Fue un largo camino, penoso incluso por la pérdida de vidas humanas, el que hubo que construir para llegar a la transición político-democrática federal del año 2000. Considerado un momento cumbre de la transición democrática. En el ínterin se registraron más alternancias políticas a nivel municipal en cada vez más amplias regiones del país, alternancias en gubernaturas, amplitud y pluralidad partidista; y una insurgencia indígena (EZLN) que con distancia partidista en un primer momento, y apartidista después, impulsó y propugnó por cambios políticos y democráticos.

Hubo, para los más optimistas y creyentes del sistema político democrático electoral, un ascenso de la civilidad política en este arco de tiempo (1980-2000). En lo formal se logró la normalización de la competencia electoral y junto con esta la mercantilización de la política. Por otro lado, en lo social lo que se observó es una profundización de la descomposición. La violencia criminal como una de las expresiones de esa descomposición, y los poderes fácticos-salvajes como los actores más destacados de esta terrible trama.

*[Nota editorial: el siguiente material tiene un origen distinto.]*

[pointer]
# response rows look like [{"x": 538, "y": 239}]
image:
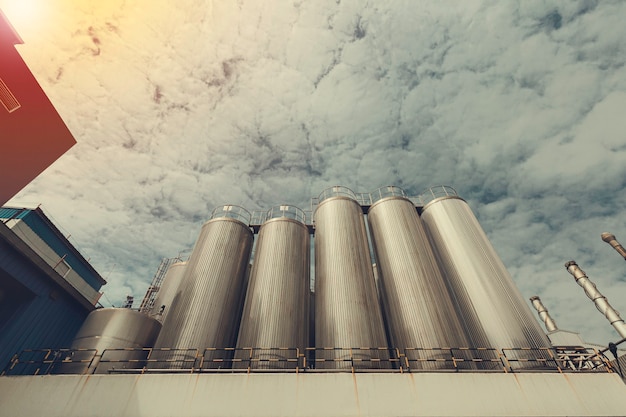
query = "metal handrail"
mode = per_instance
[{"x": 329, "y": 359}]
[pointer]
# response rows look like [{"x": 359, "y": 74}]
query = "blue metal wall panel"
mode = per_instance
[
  {"x": 50, "y": 319},
  {"x": 43, "y": 230}
]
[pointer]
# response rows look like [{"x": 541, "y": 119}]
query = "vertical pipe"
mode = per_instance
[
  {"x": 610, "y": 239},
  {"x": 598, "y": 299},
  {"x": 169, "y": 287},
  {"x": 543, "y": 314}
]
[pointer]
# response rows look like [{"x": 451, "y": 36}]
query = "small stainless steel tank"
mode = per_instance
[
  {"x": 167, "y": 292},
  {"x": 110, "y": 331},
  {"x": 276, "y": 311},
  {"x": 420, "y": 313},
  {"x": 207, "y": 306},
  {"x": 493, "y": 310},
  {"x": 347, "y": 312}
]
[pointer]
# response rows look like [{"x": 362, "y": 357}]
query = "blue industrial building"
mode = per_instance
[{"x": 47, "y": 288}]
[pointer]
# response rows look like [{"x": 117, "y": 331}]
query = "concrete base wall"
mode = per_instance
[{"x": 323, "y": 394}]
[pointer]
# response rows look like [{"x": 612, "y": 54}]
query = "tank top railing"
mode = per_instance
[{"x": 308, "y": 360}]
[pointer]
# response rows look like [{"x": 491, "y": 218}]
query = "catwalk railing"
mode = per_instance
[{"x": 309, "y": 360}]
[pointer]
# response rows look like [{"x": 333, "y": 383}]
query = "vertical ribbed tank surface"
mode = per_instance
[
  {"x": 494, "y": 311},
  {"x": 276, "y": 311},
  {"x": 347, "y": 312},
  {"x": 418, "y": 306},
  {"x": 207, "y": 307}
]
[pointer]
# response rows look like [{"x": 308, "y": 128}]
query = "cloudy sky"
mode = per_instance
[{"x": 179, "y": 107}]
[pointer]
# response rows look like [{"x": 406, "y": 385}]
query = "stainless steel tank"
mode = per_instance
[
  {"x": 169, "y": 287},
  {"x": 419, "y": 310},
  {"x": 347, "y": 312},
  {"x": 207, "y": 306},
  {"x": 492, "y": 308},
  {"x": 276, "y": 312},
  {"x": 110, "y": 332}
]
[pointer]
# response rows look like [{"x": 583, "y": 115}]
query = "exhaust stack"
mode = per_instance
[
  {"x": 610, "y": 239},
  {"x": 543, "y": 314},
  {"x": 599, "y": 300}
]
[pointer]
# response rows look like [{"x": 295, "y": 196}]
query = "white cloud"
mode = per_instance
[{"x": 182, "y": 107}]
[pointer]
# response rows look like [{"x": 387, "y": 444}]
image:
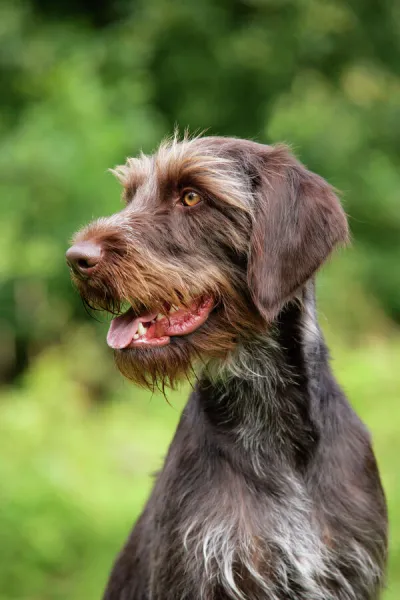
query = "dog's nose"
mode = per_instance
[{"x": 83, "y": 258}]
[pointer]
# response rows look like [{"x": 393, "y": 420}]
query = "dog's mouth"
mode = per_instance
[{"x": 155, "y": 329}]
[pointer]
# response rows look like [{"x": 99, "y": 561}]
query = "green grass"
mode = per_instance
[{"x": 75, "y": 474}]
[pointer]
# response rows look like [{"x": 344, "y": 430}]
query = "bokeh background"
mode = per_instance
[{"x": 85, "y": 84}]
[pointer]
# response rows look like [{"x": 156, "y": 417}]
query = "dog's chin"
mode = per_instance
[
  {"x": 162, "y": 366},
  {"x": 165, "y": 366}
]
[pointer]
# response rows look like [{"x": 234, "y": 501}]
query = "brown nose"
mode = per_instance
[{"x": 83, "y": 258}]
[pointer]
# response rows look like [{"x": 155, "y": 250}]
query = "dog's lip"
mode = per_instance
[{"x": 155, "y": 329}]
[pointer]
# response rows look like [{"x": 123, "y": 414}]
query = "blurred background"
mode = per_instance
[{"x": 85, "y": 84}]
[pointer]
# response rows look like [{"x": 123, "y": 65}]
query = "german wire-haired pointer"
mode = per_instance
[{"x": 270, "y": 488}]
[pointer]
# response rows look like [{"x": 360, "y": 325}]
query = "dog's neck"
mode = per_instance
[{"x": 266, "y": 397}]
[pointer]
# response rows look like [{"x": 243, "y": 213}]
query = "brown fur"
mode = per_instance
[{"x": 263, "y": 209}]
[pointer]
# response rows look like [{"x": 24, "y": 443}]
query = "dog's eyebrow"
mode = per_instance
[{"x": 180, "y": 163}]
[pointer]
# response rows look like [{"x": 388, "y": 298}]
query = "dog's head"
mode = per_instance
[{"x": 216, "y": 235}]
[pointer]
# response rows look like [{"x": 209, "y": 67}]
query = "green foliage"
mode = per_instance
[
  {"x": 86, "y": 84},
  {"x": 75, "y": 476},
  {"x": 84, "y": 91}
]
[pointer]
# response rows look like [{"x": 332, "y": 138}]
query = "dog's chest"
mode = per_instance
[{"x": 231, "y": 549}]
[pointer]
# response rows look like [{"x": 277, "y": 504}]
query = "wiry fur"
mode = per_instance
[{"x": 270, "y": 488}]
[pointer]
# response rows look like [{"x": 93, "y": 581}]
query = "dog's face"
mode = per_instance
[{"x": 215, "y": 236}]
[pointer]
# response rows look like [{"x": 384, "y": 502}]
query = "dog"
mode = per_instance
[{"x": 270, "y": 489}]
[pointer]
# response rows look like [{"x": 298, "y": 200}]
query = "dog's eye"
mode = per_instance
[{"x": 190, "y": 198}]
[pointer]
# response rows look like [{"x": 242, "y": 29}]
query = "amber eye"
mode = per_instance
[{"x": 190, "y": 198}]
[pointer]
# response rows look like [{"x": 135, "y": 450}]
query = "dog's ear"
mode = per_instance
[{"x": 298, "y": 220}]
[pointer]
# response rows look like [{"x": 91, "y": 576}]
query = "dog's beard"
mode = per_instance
[{"x": 231, "y": 320}]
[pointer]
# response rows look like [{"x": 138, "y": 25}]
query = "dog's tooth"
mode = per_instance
[{"x": 141, "y": 329}]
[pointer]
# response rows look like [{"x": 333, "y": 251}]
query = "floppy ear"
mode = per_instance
[{"x": 298, "y": 221}]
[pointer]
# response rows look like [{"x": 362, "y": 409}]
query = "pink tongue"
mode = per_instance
[{"x": 122, "y": 329}]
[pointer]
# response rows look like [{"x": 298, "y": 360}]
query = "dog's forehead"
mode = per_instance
[{"x": 210, "y": 163}]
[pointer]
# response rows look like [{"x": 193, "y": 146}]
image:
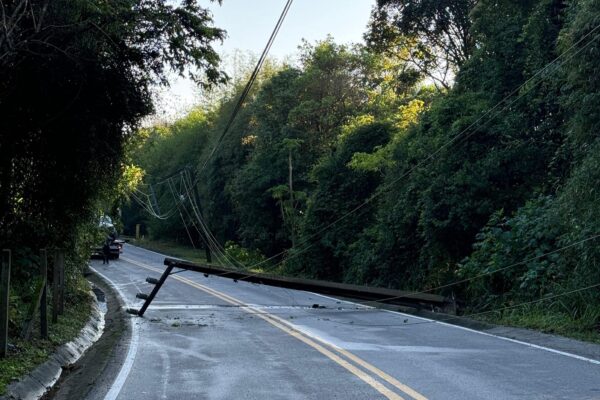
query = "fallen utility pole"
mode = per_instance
[{"x": 382, "y": 295}]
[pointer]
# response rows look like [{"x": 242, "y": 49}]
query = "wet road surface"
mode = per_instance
[{"x": 212, "y": 338}]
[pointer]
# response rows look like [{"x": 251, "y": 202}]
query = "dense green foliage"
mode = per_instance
[
  {"x": 75, "y": 81},
  {"x": 353, "y": 166}
]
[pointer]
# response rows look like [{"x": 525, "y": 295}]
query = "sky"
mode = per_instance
[{"x": 249, "y": 24}]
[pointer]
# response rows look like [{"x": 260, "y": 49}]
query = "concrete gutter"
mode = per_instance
[{"x": 38, "y": 382}]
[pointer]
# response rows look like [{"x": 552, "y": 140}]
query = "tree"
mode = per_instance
[
  {"x": 433, "y": 35},
  {"x": 75, "y": 81}
]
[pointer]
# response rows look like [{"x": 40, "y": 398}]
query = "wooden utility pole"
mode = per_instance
[
  {"x": 57, "y": 286},
  {"x": 4, "y": 299},
  {"x": 292, "y": 205},
  {"x": 44, "y": 296},
  {"x": 194, "y": 190}
]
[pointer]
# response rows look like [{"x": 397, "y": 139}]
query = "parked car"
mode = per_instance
[
  {"x": 116, "y": 248},
  {"x": 116, "y": 245}
]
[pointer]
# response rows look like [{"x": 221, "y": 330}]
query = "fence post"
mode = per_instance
[
  {"x": 61, "y": 281},
  {"x": 55, "y": 288},
  {"x": 4, "y": 299},
  {"x": 44, "y": 296}
]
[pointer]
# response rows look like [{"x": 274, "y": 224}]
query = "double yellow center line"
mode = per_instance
[{"x": 338, "y": 355}]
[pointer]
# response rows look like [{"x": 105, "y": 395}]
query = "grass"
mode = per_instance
[
  {"x": 548, "y": 321},
  {"x": 27, "y": 354}
]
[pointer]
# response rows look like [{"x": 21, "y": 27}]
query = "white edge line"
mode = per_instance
[
  {"x": 535, "y": 346},
  {"x": 119, "y": 381}
]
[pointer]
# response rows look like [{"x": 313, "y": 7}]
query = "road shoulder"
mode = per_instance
[{"x": 92, "y": 375}]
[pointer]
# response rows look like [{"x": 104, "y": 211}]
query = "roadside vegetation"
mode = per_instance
[
  {"x": 76, "y": 79},
  {"x": 459, "y": 143},
  {"x": 25, "y": 354}
]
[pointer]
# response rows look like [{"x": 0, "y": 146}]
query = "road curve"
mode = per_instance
[{"x": 212, "y": 338}]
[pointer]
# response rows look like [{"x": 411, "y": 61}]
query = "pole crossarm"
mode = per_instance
[{"x": 390, "y": 296}]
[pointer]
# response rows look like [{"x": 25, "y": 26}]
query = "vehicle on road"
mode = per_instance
[{"x": 116, "y": 245}]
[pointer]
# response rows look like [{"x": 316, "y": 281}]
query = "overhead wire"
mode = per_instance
[
  {"x": 248, "y": 86},
  {"x": 448, "y": 144}
]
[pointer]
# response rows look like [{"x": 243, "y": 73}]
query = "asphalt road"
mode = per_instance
[{"x": 212, "y": 338}]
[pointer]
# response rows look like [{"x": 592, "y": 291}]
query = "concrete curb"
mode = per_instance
[{"x": 37, "y": 383}]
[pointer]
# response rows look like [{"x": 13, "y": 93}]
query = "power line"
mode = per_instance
[
  {"x": 446, "y": 145},
  {"x": 249, "y": 84},
  {"x": 449, "y": 143}
]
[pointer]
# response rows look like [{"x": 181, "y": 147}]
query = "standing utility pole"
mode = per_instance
[{"x": 194, "y": 190}]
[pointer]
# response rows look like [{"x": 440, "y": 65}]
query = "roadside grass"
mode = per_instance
[
  {"x": 25, "y": 355},
  {"x": 586, "y": 328}
]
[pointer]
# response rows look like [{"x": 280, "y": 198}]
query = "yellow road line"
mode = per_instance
[{"x": 290, "y": 330}]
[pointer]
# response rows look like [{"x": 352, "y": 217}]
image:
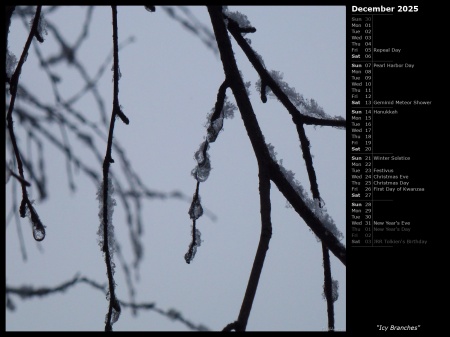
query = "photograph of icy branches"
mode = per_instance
[{"x": 175, "y": 168}]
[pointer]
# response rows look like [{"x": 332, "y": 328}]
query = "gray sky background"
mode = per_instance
[{"x": 169, "y": 84}]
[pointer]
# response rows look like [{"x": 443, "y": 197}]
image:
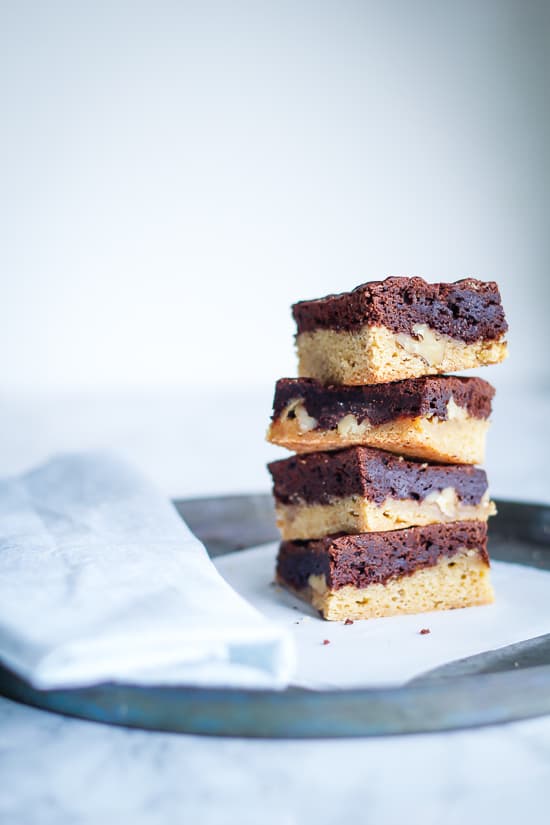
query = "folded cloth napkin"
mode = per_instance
[{"x": 100, "y": 580}]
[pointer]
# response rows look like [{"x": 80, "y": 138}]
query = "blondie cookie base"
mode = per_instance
[
  {"x": 358, "y": 515},
  {"x": 460, "y": 439},
  {"x": 459, "y": 581},
  {"x": 375, "y": 354}
]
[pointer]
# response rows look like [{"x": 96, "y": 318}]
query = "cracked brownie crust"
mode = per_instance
[
  {"x": 319, "y": 478},
  {"x": 386, "y": 574},
  {"x": 468, "y": 310}
]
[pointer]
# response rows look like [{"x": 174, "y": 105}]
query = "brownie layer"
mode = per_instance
[
  {"x": 373, "y": 474},
  {"x": 368, "y": 558},
  {"x": 462, "y": 581},
  {"x": 380, "y": 403},
  {"x": 467, "y": 310}
]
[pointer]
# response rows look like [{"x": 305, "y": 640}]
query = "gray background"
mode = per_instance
[{"x": 175, "y": 174}]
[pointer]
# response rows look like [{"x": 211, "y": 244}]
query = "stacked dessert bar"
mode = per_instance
[{"x": 382, "y": 510}]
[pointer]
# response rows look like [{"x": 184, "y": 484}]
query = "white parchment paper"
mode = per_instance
[
  {"x": 100, "y": 580},
  {"x": 391, "y": 651}
]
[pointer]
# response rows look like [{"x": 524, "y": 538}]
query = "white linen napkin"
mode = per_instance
[{"x": 101, "y": 580}]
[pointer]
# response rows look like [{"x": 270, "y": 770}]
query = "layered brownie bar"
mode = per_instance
[
  {"x": 438, "y": 567},
  {"x": 361, "y": 489},
  {"x": 400, "y": 328},
  {"x": 441, "y": 418}
]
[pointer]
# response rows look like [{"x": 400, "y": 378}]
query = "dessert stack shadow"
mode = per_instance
[{"x": 381, "y": 510}]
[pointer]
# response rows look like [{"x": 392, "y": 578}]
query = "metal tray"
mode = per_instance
[{"x": 492, "y": 688}]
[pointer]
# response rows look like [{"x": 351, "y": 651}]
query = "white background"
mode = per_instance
[{"x": 175, "y": 174}]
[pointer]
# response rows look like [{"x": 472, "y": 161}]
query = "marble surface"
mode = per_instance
[{"x": 63, "y": 771}]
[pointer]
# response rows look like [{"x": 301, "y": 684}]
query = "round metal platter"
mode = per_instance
[{"x": 499, "y": 686}]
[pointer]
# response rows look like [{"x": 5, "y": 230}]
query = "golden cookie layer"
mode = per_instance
[
  {"x": 459, "y": 581},
  {"x": 359, "y": 515},
  {"x": 460, "y": 439},
  {"x": 375, "y": 354}
]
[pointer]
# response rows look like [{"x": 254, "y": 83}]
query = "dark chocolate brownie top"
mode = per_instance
[
  {"x": 380, "y": 403},
  {"x": 375, "y": 474},
  {"x": 468, "y": 310},
  {"x": 369, "y": 558}
]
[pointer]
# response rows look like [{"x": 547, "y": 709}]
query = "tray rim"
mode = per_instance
[{"x": 448, "y": 704}]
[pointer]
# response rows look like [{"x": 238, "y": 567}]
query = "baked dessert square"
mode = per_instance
[
  {"x": 400, "y": 328},
  {"x": 441, "y": 418},
  {"x": 361, "y": 490},
  {"x": 370, "y": 575}
]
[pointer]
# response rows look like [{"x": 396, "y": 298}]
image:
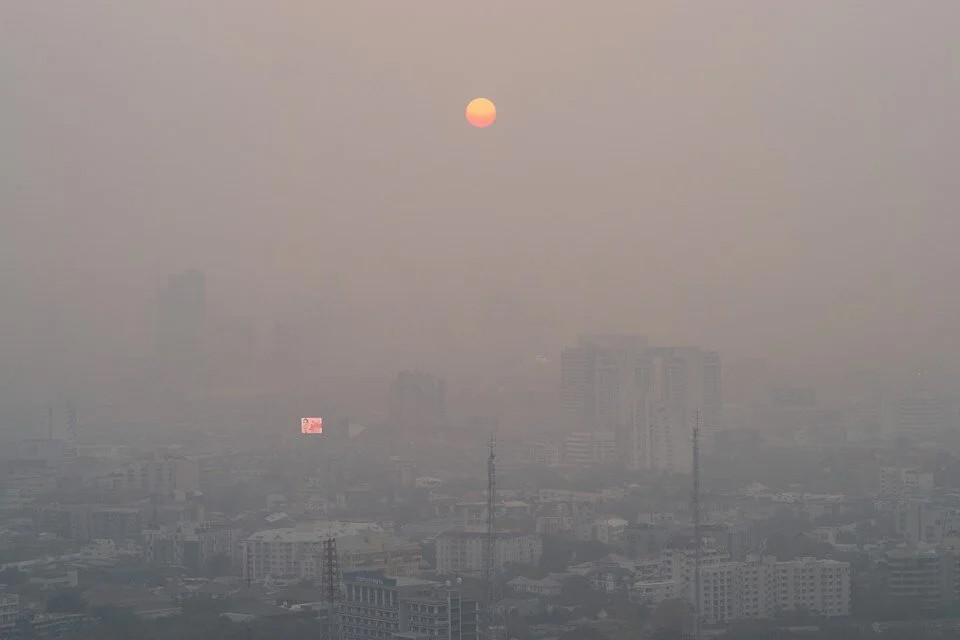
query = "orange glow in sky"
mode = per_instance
[{"x": 481, "y": 112}]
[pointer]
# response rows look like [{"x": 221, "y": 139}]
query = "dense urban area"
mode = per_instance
[
  {"x": 479, "y": 320},
  {"x": 548, "y": 510}
]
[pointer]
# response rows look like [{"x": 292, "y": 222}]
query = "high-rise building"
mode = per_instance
[
  {"x": 919, "y": 415},
  {"x": 181, "y": 317},
  {"x": 379, "y": 607},
  {"x": 650, "y": 396},
  {"x": 417, "y": 400},
  {"x": 761, "y": 588}
]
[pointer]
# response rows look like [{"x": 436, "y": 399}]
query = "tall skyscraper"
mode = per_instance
[
  {"x": 181, "y": 317},
  {"x": 649, "y": 395}
]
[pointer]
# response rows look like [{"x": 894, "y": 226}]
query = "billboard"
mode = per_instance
[{"x": 311, "y": 425}]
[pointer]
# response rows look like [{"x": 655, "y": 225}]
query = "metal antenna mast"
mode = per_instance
[
  {"x": 491, "y": 550},
  {"x": 696, "y": 528}
]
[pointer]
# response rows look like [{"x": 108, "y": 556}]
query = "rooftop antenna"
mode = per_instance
[
  {"x": 491, "y": 550},
  {"x": 696, "y": 527}
]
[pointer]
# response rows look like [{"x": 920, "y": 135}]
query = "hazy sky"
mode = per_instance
[{"x": 766, "y": 178}]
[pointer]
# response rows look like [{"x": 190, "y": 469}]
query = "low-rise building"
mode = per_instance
[
  {"x": 465, "y": 552},
  {"x": 298, "y": 552},
  {"x": 193, "y": 545},
  {"x": 9, "y": 610},
  {"x": 547, "y": 587}
]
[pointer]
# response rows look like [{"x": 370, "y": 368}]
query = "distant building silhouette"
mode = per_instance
[
  {"x": 181, "y": 317},
  {"x": 648, "y": 395},
  {"x": 418, "y": 400}
]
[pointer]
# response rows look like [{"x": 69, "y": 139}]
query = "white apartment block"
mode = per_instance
[
  {"x": 193, "y": 545},
  {"x": 589, "y": 448},
  {"x": 919, "y": 521},
  {"x": 159, "y": 475},
  {"x": 298, "y": 553},
  {"x": 465, "y": 552},
  {"x": 897, "y": 482}
]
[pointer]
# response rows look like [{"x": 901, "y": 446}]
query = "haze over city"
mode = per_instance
[{"x": 217, "y": 219}]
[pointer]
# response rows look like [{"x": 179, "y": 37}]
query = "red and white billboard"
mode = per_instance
[{"x": 311, "y": 425}]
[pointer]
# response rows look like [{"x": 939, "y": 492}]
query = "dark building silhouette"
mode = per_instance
[{"x": 417, "y": 400}]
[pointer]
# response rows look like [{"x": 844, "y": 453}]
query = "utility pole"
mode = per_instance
[{"x": 696, "y": 528}]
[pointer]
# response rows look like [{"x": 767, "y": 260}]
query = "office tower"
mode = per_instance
[
  {"x": 648, "y": 395},
  {"x": 181, "y": 317},
  {"x": 598, "y": 389},
  {"x": 417, "y": 400}
]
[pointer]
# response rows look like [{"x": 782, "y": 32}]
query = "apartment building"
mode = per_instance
[
  {"x": 9, "y": 611},
  {"x": 189, "y": 544},
  {"x": 299, "y": 552},
  {"x": 378, "y": 607},
  {"x": 465, "y": 552},
  {"x": 758, "y": 589}
]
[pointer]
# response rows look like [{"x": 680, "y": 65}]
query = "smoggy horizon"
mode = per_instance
[{"x": 765, "y": 180}]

El retiro del Estado dejó el espacio para el establecimiento de poderes que cumplieron las funciones de gobierno en poblaciones enteras, huérfanas de estatalidad. La ausencia fue llenada con poderes salvajes que impusieron su ley y gobierno, llevando a la gente a situaciones límite en su vida cotidiana. La defensa de la vida no se hizo esperar, y comenzamos a atestiguar la creación de regiones en guerra en México; protagonizada esta guerra por poderes salvajes y agrupaciones nombradas de “autodefensa”. En los espacios en que el emparejamiento política-violencia-poderes salvajes se afianzó, las propuestas comunitarias de autogobierno se convirtieron en única salida y esperanza de vida. En nuestro país, el municipio de Cherán es el caso que mejor ilustra la tragedia de vivir bajo el asedio y comunión del crimen y la política; y es también el caso que ha sentado precedente jurídico de autogobierno comunitario en defensa de la vida. El asiento de la fuerza de esta propuesta está en los “usos y costumbres” y en la negación del papel mediador de los partidos políticos, considerados agentes de corrupción, desequilibrio y ruptura comunitaria.

En Chiapas, en años recientes se ha observado el ascenso de las reclamaciones de reconocimiento de derechos de autogobierno por usos y costumbres en espacios municipales.

El municipio de Oxchuc es el que logró el reconocimiento jurídico del derecho a la autodeterminación por usos y costumbres. Y aunque este derecho lo han puesto en práctica, en el contexto de una historia de polarización social y política el resultado no parece ser el esperado en el sentido de gobernabilidad y convivencia política respetuosa.

En semanas recientes en la zona Altos de Chiapas, atestiguamos la emergencia en el municipio de Pantelhó de un grupo denominado de autodefensa que declaró la guerra al crimen organizado que según sus denunciantes ha acaparado a la política municipal. Tomaron el poder local por asalto, y reclamaron la salida del crimen organizado y junto con este el poder político municipal (el actual ayuntamiento en funciones y el que habrá ¿o habría? de asumir). Demandaron al gobierno del estado el derecho de autogobierno por usos y costumbres. En tanto se resuelve, avanzaron en establecerse, en una asamblea comunitaria, como la nueva constituyente local.

Las salidas políticas hoy dadas por el gobierno estatal son a todas luces provisionales: establecimiento de una mesa de negociación con los insurgentes, renuncia de la alcaldesa municipal, establecimiento de fuerza policial y militar. En los medios de comunicación se habla ya del reconocimiento en los hechos del autogobierno, algo que para su formalización debe ser dirimido en tribunales.

No obstante, el mensaje es claro: las prácticas posdemocráticas se han establecido en estos espacios comunitarios, que singularmente no vieron siquiera el establecimiento de la democracia liberal. Acá ni siquiera la democracia formal se estableció, y el Estado en su forma ha sido ausente. Es decir, ni estatalidad ni democracia. ¿Pueden ser los gobiernos por usos y costumbres la solución, o solo sumaran al malestar?